I thank the Hipster Gods that South Bend has gotten its coffee shop act together. A good coffee acts as inter-dimensional crossroads, and I need to exist in a transitional space right now. I keep joking that my last 2 weeks in Ireland were fully feral, but I’m not really kidding. My molecules happily flung out into the vast, thin, primal, open spaces of Ireland and now I feel like Captain Kirk, beamed back up, suddenly questioning if all of me will make it back to the Starship Enterprise. I can sense that pieces of me are resisting the reassembly: some are in the ether, some in memory, some are in Ireland, and the ones that are actually in my body are quite confused as to what time it actually is.

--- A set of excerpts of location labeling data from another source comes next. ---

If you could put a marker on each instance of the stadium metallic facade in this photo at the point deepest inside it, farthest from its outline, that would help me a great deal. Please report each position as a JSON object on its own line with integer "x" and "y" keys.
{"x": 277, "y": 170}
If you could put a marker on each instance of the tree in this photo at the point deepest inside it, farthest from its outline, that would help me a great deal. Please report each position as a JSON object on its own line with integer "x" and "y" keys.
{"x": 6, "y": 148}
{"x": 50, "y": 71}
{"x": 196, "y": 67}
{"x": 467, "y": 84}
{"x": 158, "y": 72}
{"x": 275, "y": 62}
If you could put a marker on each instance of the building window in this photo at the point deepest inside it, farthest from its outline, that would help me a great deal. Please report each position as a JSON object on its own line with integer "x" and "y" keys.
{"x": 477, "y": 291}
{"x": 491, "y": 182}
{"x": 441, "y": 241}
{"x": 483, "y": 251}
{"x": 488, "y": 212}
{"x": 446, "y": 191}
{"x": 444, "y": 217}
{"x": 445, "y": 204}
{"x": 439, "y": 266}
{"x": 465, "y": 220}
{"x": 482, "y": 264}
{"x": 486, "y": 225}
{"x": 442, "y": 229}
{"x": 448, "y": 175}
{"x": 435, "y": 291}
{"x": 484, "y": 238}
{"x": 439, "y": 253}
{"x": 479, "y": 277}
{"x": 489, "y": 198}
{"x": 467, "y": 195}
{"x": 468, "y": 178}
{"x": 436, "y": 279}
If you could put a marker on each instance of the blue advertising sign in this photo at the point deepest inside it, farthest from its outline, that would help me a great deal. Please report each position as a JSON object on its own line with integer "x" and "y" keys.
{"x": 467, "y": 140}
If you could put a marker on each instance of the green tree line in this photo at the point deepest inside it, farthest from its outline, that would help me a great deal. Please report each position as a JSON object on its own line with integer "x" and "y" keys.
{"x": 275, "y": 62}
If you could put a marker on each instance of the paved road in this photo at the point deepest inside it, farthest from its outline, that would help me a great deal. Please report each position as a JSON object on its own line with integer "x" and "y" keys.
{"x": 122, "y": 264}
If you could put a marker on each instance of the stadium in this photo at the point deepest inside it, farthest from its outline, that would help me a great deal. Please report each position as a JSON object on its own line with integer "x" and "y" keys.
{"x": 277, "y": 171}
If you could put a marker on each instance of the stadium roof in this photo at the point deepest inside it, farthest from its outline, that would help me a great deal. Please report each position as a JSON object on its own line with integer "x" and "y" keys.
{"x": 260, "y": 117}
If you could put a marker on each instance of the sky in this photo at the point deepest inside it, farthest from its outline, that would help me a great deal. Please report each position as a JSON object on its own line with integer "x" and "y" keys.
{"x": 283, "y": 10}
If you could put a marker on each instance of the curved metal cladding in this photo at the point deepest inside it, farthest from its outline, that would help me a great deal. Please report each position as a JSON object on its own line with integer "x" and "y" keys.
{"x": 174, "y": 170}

I need to call myself back, and so I put on Jon Batiste’s album, WE ARE.
As if on cue, my phone alerts me to a message from Donegal.
It is a text from my friend Níal. “How is it being home?” The music has opened the portal, and Níal picked up my signal. His message creates a thin fiber through time and space along which some of the missing parts of me can return.
In my ear John Batiste is singing to me: “All I wanna do is cry, cry, cry”
Jon is my witness.
*
Listening to WE ARE on this trip began as a rebellion. Trapped with 2 toxic people on a road trip to Ghaoth Dobhair, I hit a breaking point and used the music as a sonic wall to cover up the constant complaining, abuse, and toxicity coming from the front seat. The man had clearly become bored simply abusing the woman, and had started lobbing bait into the backseat at me. It was too much to listen to her abuse her, but I could feel my resources and strength starting to weaken as the muck was flung at me. I was not going to be able to tolerate much more, and was very close to taking the bait that would drag me into a battle of wits and internal strength. I find myself now simply sad for people who want to spend their time in this way. They must really hate themselves.
I put in my headphones and turned up the volume to take up all the space. I felt like a teenager throwing a tantrum, the equivalent of sticking my fingers in my ears and scream-singing LA LA LA. Politeness and good road trip etiquette be damned! I did not want to be part of the toxicity. It was dark, and vampiric.
I sat in the music, finally alone. But then I became aware of Jon with me.
“We're never alone, no, no”
I almost looked around because it seemed so….direct. I became aware that the music was creating a shield of witness around me. I had slipped into a protected space. The topography of the road, the beauty of the landscape, the expanse of the present was suddenly visible without distraction. I was like Glinda the Good Witch floating in a protected bubble. The rhythms and melodies of the music interacted with the textures of the landscape and the rise and fall of the car in motion.
“Joy/ She won't let it go /Oh no
Joy/ That she doesn't know/ What she doesn't know”
I was still in the car, but in an in-between space adjacent to the toxicity, and at the crossroads of the present and the eternal. The resonance created by the music created a sympathetic vibration in my body, my soul, and the landscape. The whole was now greater than the sum of it’s parts, and the joy exponential. The resonance created perceptible light, threads of creation between each molecule involved through time and space. Jon in the recording studio, the landscape, me. Everything that had transpired to create this moment vibrating together. Each point of initiation vibrating like a small sun, full of possibility, potential, and the infinite. My headphones were smaller than mustard seeds (well, maybe a little bigger, but you get my point). There was only presence and creativity, and light and love. Joy. Abundance. Possibility.
“When I move my body just like this I don’t know why but it feels like freeeeeeeeeeedom…”
The music was now giving instructions. Encoded in his personal account of his own human experience was a reminder for all of us how we return to ourselves. Freedom. Joy. Express yourself. Allow. Feel. Activate. Bring the freedom, the joy forth.
“Now it’s your time/you can shine (it’s alright)/ if you do, I’ma do too”
I was still sitting in the car, but now I was in a completely different dimension. I was in the car, but in the 4th dimension, in between the fabric of the matrix. The toxicity could no longer touch me because I was made of light.